Limmud FSU Canada will offer a wide array of sessions, from “Not Just ISIS and Hamas: The threat of Islamic Radicalization on Israel and on the Western world” to “Canadian Jews: A unique community or just American Jews in the making?” Other sessions will focus on the crisis in Ukraine, Jewish life in the Russian Empire, the Russian-speaking Jewish elite in Russia; and such esoteric topics as “The Shadchan – the Art of Jewish Matchmaking” and a Kosher Wine workshop. Limmud FSU Canada will also feature nature walks, theater and programs for children.
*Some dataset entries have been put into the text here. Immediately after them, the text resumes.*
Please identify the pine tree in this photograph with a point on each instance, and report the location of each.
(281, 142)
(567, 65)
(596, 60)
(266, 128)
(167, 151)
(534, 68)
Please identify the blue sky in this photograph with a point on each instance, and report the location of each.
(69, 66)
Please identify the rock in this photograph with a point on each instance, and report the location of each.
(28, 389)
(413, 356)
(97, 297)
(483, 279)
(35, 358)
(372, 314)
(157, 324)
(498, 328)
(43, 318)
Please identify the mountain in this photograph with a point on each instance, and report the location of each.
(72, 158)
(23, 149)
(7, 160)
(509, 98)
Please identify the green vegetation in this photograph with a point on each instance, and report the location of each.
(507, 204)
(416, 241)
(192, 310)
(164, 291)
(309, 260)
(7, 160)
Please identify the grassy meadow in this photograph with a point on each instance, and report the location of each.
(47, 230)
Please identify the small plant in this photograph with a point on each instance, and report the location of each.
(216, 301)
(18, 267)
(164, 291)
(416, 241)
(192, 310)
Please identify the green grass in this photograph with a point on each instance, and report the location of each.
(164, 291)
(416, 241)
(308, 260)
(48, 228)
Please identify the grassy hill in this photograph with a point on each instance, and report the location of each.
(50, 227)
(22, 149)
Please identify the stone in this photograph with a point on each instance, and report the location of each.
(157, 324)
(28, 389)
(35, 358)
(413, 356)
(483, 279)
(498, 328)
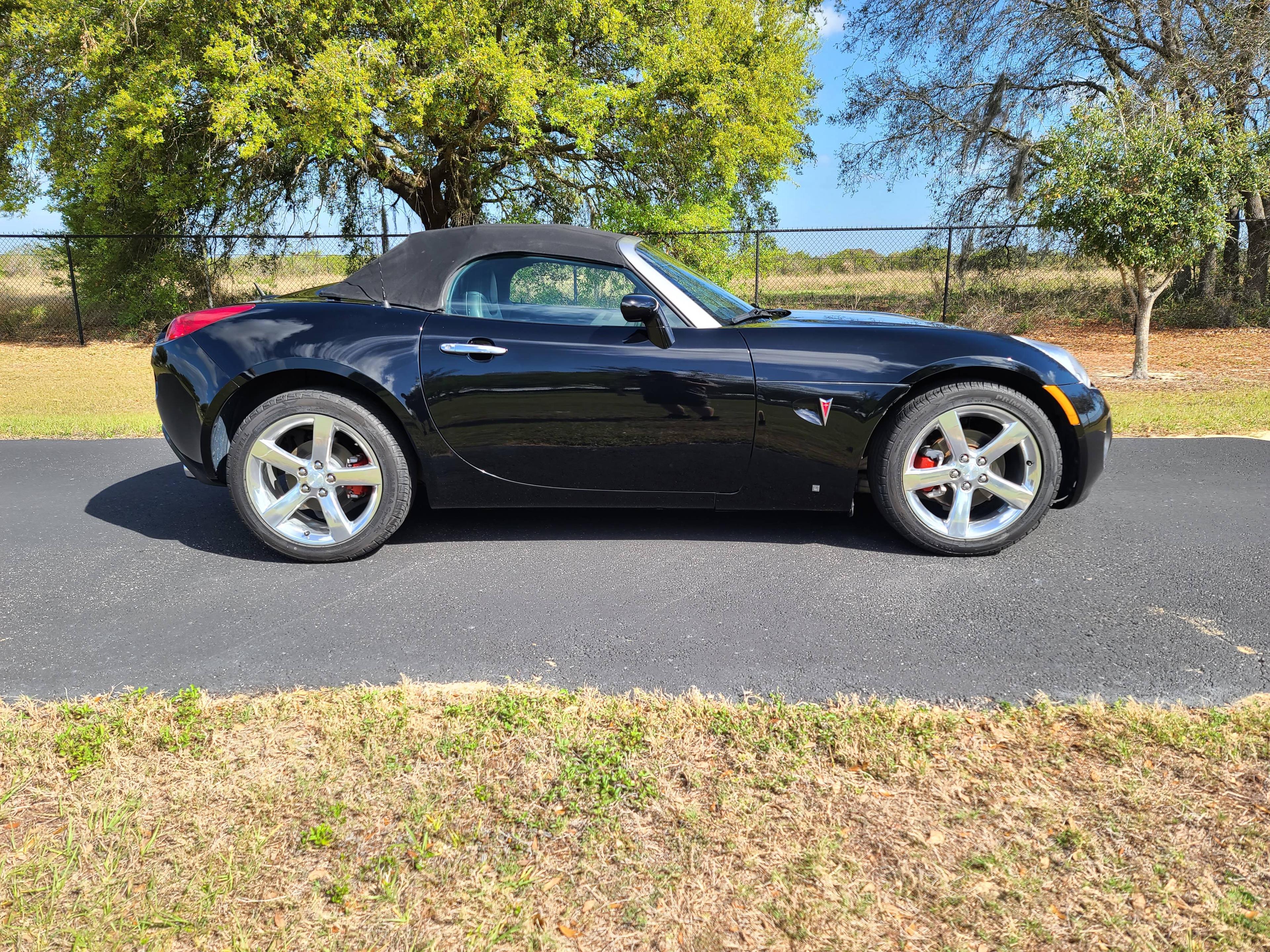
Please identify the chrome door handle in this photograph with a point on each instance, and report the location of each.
(484, 349)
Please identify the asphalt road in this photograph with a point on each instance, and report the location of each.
(116, 571)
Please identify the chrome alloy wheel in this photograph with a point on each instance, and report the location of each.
(314, 480)
(973, 471)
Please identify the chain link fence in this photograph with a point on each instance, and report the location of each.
(985, 276)
(59, 289)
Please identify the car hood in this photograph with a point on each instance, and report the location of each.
(824, 319)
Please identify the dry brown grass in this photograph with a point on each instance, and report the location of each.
(423, 817)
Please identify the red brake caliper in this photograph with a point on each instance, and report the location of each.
(926, 460)
(355, 461)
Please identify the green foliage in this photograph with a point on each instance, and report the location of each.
(596, 772)
(1140, 187)
(82, 740)
(220, 117)
(190, 730)
(319, 836)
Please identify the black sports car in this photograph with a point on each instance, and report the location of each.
(553, 366)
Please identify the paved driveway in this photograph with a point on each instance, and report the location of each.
(116, 571)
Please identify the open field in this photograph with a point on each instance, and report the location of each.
(101, 390)
(465, 817)
(1208, 381)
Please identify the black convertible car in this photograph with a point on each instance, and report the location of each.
(553, 366)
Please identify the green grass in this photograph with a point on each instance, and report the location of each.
(1154, 413)
(101, 390)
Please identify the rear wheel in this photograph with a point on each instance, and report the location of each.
(967, 469)
(318, 476)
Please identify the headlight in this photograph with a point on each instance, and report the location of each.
(1057, 353)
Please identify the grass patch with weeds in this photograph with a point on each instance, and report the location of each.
(1156, 413)
(101, 390)
(470, 817)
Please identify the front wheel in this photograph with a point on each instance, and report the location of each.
(318, 476)
(967, 469)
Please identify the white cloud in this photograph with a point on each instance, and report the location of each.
(828, 20)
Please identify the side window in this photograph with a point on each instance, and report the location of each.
(544, 290)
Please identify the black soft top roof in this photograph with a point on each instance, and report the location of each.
(416, 272)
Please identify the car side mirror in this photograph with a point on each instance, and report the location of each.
(647, 310)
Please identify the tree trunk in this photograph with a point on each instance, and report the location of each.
(1231, 252)
(1259, 249)
(1146, 299)
(1183, 282)
(1208, 273)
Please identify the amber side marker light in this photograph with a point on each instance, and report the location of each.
(1065, 403)
(196, 320)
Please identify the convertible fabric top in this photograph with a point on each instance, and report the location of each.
(416, 272)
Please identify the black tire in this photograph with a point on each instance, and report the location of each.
(888, 461)
(396, 491)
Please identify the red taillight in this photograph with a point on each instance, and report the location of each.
(190, 323)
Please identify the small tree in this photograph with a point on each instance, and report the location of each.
(1146, 190)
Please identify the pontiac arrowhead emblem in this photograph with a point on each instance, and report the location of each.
(824, 419)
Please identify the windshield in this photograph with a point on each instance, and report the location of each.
(722, 305)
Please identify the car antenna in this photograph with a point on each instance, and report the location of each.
(384, 293)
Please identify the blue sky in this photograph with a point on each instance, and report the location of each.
(811, 200)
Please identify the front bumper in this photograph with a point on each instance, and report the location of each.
(187, 382)
(1091, 438)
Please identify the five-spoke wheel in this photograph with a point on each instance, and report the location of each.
(319, 476)
(314, 479)
(967, 469)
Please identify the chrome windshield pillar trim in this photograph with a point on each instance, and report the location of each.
(694, 314)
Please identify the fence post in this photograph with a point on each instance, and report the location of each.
(70, 267)
(948, 273)
(757, 234)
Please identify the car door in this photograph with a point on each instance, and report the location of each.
(572, 397)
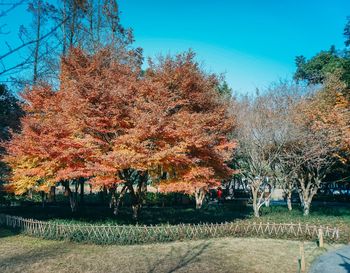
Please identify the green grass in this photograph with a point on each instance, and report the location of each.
(20, 253)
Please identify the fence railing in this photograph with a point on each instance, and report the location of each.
(124, 234)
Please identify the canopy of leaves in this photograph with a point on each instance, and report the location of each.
(106, 120)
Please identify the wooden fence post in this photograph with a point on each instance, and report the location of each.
(302, 257)
(320, 237)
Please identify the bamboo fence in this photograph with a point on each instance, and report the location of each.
(137, 234)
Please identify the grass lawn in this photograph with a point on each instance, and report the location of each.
(19, 253)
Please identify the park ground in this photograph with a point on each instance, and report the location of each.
(19, 253)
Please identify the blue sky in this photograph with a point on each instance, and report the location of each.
(254, 42)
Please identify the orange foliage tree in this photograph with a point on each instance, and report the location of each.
(112, 125)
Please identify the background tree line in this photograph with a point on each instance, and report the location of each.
(89, 114)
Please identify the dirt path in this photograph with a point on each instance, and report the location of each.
(336, 261)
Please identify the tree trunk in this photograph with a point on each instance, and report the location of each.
(81, 183)
(112, 202)
(135, 211)
(289, 201)
(37, 44)
(199, 196)
(72, 200)
(255, 202)
(52, 194)
(306, 208)
(42, 193)
(120, 197)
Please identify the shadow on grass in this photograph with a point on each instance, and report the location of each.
(22, 260)
(4, 232)
(175, 259)
(346, 262)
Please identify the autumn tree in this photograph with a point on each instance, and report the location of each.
(112, 126)
(262, 131)
(10, 114)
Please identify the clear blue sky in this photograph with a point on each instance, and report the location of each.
(254, 42)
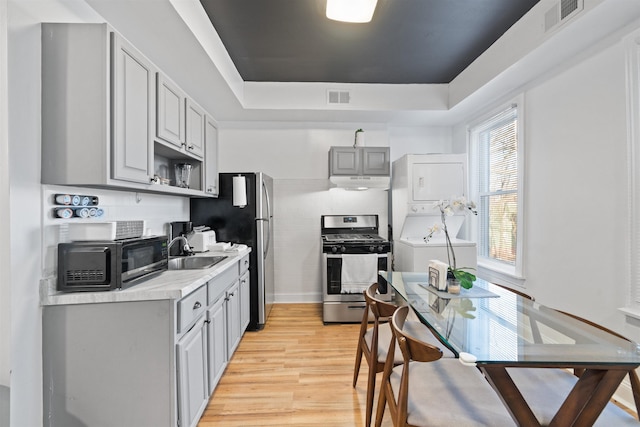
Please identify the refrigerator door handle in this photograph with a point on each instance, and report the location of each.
(268, 242)
(267, 219)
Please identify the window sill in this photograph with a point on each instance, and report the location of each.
(632, 312)
(492, 273)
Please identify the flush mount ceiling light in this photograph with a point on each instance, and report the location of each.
(358, 11)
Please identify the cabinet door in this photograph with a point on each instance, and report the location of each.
(233, 319)
(344, 161)
(211, 157)
(437, 181)
(245, 305)
(170, 119)
(133, 100)
(375, 161)
(193, 393)
(194, 137)
(217, 341)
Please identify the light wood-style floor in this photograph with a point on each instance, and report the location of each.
(295, 372)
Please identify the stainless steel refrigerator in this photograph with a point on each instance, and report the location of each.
(251, 225)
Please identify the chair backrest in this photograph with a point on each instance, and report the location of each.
(412, 348)
(515, 291)
(381, 310)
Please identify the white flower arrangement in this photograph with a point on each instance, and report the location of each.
(449, 208)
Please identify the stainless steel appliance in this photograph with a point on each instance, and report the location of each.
(251, 225)
(352, 254)
(109, 264)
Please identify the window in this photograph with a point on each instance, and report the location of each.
(496, 182)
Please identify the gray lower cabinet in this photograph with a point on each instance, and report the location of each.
(217, 339)
(110, 364)
(193, 389)
(245, 300)
(233, 318)
(140, 363)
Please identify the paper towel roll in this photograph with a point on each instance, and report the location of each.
(239, 191)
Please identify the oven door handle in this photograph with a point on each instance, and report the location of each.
(383, 255)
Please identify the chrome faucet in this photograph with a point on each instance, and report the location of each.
(186, 249)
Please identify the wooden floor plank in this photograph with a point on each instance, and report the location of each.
(295, 372)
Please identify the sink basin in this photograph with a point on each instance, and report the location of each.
(194, 262)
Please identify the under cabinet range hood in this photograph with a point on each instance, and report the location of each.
(361, 182)
(360, 168)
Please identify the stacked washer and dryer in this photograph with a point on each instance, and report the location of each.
(418, 182)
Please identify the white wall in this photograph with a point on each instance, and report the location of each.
(575, 188)
(296, 156)
(5, 282)
(26, 207)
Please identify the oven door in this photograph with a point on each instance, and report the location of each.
(332, 278)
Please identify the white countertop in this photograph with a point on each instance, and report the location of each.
(170, 284)
(418, 242)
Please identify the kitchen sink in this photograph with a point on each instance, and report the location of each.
(194, 262)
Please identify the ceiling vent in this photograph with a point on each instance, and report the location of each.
(561, 12)
(338, 97)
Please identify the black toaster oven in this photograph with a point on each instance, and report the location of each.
(110, 264)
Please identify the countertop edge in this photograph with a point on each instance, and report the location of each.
(170, 284)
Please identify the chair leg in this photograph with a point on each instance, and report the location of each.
(371, 385)
(382, 403)
(356, 369)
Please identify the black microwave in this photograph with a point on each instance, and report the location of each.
(111, 264)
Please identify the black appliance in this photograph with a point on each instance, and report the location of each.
(251, 225)
(110, 264)
(343, 236)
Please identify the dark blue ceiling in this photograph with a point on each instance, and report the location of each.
(408, 41)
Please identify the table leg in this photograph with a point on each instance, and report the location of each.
(582, 407)
(588, 398)
(510, 395)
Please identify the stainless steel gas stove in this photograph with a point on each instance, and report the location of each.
(352, 254)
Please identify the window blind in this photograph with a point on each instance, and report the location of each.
(497, 181)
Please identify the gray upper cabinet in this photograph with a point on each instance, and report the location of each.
(170, 115)
(344, 161)
(133, 93)
(195, 133)
(375, 161)
(180, 121)
(211, 159)
(359, 161)
(111, 119)
(95, 132)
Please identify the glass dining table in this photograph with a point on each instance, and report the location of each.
(498, 329)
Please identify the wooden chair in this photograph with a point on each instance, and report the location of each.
(373, 342)
(544, 402)
(428, 390)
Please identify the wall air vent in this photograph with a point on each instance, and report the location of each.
(338, 97)
(561, 12)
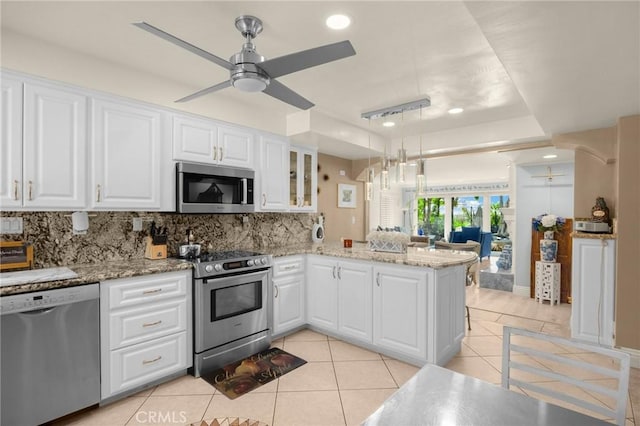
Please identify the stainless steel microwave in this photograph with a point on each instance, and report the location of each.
(203, 188)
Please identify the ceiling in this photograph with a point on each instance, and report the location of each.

This is the first time a global conference for Russian-speaking Jews is being held in Canada, home to about 330,000 Jews, including an estimated 70,000-plus Russian speakers, many in the Greater Toronto area. The contemporary Russian-speaking Jewish community in Canada – among the centers of Russian-Jewish immigration globally – is shaped by three waves of immigration, starting with the major exodus of Jews from the Soviet Union in the 1970s and 1980s; Jews from countries of the former Soviet Union including those who first went to Israel, between 1990 and 2001; and since then those who first immigrated to Israel in the 1990s. A large percentage, nearly 220,000, of the country’s overall Jewish population lives in the Greater Toronto Area, including about 20-30,000 Israelis.